In any other business, a bank’s balance sheet would not merit even half the debt it is allowed to carry---and I am talking about US’s best and biggest banks. Long before the current financial crisis, the government should have done one of two things---mandated that banks should not be leveraged this irresponsibly, or forced them to have stronger capital base.
To prove my point with some stark facts: one of world’s largest and “stable” banks, Bank of America at Dec 31, ’08 had total interest bearing debt of $1.5 trillion. Their total equity: $178 billion. Which means their equity is only 11.8%. Which means for every dollar of their own, they borrowed more than eight dollars---from their depositors, from government and other banks. By comparison, IBM had interest bearing debt of $33 billion and equity of $13 billion---a healthy ratio of 39% equity.
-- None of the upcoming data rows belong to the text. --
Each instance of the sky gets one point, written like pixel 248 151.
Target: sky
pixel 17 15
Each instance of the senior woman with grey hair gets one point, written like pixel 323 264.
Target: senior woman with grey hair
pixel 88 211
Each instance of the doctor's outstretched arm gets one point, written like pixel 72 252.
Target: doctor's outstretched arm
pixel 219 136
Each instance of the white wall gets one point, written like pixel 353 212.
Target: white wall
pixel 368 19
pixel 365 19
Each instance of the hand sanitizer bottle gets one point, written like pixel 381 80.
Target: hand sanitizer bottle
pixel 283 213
We routinely demand from businesses that they must have minimum equity of 25-30%. Heck, if the poor homeowner did not put down 20% of the purchase price as equity, he had to take out expensive insurance against mortgage default. And yet, carelessly, the government has permitted for years for banks to be undercapitalized. No wonder banks, no longer trusting, have stopped lending to each other. Their depositors now trust them even less.
I hope this is a wake up call---the long term solution for banks to be healthy is not more regulation or tax-payer hand outs but simply, a stronger balance sheet—one that has at least a 20 to 25% equity ratio. Even if banks have to get there by accepting US government as a partner.